As I said in my statement, I point out to Rachael Hamilton that this is part of the rebasing process that is set out in the franchise agreement. The debate earlier this year was very much about just ending the franchise, and that being it. However, this is about the rebasing process, which is a very technical and detailed process, in which very detailed analysis is being carried out. As such, it comes as no surprise to Abellio ScotRail. It submitted a rebasing notice to us, and we made an assessment of it.
Our decision was based on the significant cost increase associated with rebasing, which we do not believe would have been commensurate with improving services for passengers, given the additional costs that there would have been for taxpayers.
I will certainly look to work with Dominic Booth and his colleagues at Abellio ScotRail over the next two years to make sure that we maximise the benefits of the existing franchise, while we remain part of it.
In recent years, there have been huge improvements in the rail service; there certainly have been between Glasgow and Edinburgh. We now have five electrified lines, we have the 385s, which are tremendous trains, we have more seats and we have less overcrowding than there used to be. Will all those improvements carry on, whatever happens?
Yes. All the commitments that were set out as part of our plan for investment in the franchise and our infrastructure investments will continue as part of the franchise and in control period 6; I give John Mason that assurance. We want to build on the significant improvements that we have seen in rail over the past decade or so and to ensure that that continues in the years to come.

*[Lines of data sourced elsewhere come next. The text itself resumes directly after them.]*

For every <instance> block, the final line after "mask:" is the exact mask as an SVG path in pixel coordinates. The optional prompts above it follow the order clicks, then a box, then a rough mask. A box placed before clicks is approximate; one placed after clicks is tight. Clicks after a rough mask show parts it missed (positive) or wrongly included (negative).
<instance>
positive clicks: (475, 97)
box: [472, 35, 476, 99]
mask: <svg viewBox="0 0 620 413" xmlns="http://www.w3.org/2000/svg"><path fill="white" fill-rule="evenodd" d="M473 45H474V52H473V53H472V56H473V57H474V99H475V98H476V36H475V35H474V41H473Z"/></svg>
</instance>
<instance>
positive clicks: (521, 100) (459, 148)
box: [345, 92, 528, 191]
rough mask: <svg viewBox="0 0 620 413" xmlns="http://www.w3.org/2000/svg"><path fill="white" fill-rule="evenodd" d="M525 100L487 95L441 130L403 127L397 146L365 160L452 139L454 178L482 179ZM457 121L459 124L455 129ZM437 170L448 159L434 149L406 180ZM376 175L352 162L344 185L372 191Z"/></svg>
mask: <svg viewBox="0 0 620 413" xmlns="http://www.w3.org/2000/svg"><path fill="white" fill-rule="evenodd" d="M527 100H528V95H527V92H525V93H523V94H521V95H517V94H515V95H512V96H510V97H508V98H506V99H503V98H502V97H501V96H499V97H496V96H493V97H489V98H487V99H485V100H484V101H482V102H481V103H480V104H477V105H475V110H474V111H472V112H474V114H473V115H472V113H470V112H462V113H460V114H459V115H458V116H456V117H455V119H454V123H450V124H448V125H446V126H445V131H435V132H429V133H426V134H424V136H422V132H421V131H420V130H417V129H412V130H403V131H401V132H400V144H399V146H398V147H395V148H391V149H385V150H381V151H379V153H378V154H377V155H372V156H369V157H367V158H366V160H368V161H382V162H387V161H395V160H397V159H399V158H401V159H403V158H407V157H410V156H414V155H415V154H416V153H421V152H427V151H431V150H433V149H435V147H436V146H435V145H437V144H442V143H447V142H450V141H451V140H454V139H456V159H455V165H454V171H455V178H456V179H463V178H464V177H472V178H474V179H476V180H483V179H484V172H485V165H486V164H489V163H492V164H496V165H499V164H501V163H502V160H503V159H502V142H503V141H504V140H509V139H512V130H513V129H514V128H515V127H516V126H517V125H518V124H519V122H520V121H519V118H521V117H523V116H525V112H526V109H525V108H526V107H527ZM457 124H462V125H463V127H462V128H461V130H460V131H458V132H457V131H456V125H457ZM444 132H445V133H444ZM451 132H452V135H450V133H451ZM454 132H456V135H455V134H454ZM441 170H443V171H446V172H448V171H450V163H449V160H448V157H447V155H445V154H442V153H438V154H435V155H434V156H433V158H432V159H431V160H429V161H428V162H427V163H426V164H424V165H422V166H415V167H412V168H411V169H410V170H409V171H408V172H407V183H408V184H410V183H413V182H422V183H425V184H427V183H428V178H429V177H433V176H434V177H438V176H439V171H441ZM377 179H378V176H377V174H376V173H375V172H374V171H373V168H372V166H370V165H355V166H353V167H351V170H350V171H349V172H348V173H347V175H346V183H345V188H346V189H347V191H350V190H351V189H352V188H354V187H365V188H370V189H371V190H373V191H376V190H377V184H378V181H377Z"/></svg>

I very much welcome today’s announcement, but ScotRail’s contract with Abellio will still last until 2022, and as we enter the severe winter period my constituents are about to face a price hike in their fares. What guarantees can I give them that they will no longer have to put up with a substandard service?
The member will be aware that we have put a remedial plan in place to specifically address concerns and issues about performance in the Fife circle area. As a result, we have seen marked improvements: reductions in cancellations, improvement in punctuality and increasing seat capacity, which has just come in as a result of the December timetable change. There is certainly more to do, because some of the real benefits that we want to see delivered on the Fife circle area are dependent on the delivery by Wabtec Rail and Angel Train Contracts of high-speed trains, which will further increase capacity. I hope that, as we go forward into the May timetable, we will see further improvements as a result of increasing capacity on the Fife circle.